Today, some 3D rendering applications can already use all 16 threads and hence are faster on an 8-core 2.26GHz machine than a 4-core 2.93GHz machine.
In either case it is expected that in future more and more applications will be multi-threaded and hence even though today a 4-core 2.93GHz machine will overall likely seem faster, the 8-core 2.26GHz machine should ultimately become faster overall.
This particularly valid with 3rd party applications. Not everything is capable of operating as multi threaded though. I don't see word processing getting much faster, for example.
Applications such as rendering and scientific/simulation,... however, can benefit, but may require rewritting the application to take advantage of this capability, assuming it's not already been done. Given some of the various threads, not everything that could benefit has been, unfortunately.
Such redevelopement isn't on Apple's schedule either, so time frame to deployment is variable, depending on the software developer's product development cycles, available resources, etc. Perhaps in terms of years.
5.)
Unfortunately not. This was a feature in the previous generation Mac Pros, but the current 4-core Mac Pro has neither the second (empty) CPU socket, nor the chipset required for a dual CPU setup.
However, the CPUs are now on a daughter board which can be removed.

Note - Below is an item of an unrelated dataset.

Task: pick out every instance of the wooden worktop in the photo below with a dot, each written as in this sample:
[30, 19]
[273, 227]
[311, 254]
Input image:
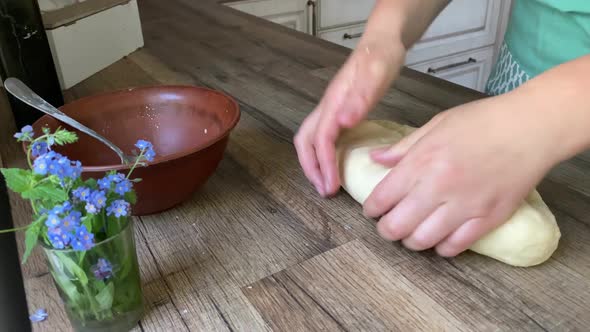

In theory it might be possible in future to swap a single CPU daughter board for a dual CPU card.
But Apple has not announced any such upgrade path, and it might never be made available officially.
And on top of that as far as I know no one has even tried to swap daughter boards just to see if this would work in theory.
It can be done, but the cost would be staggering.
Perhaps in time, a viable "parts" machine would surface, but would take time, patience, and not something to really count on as an upgrade path.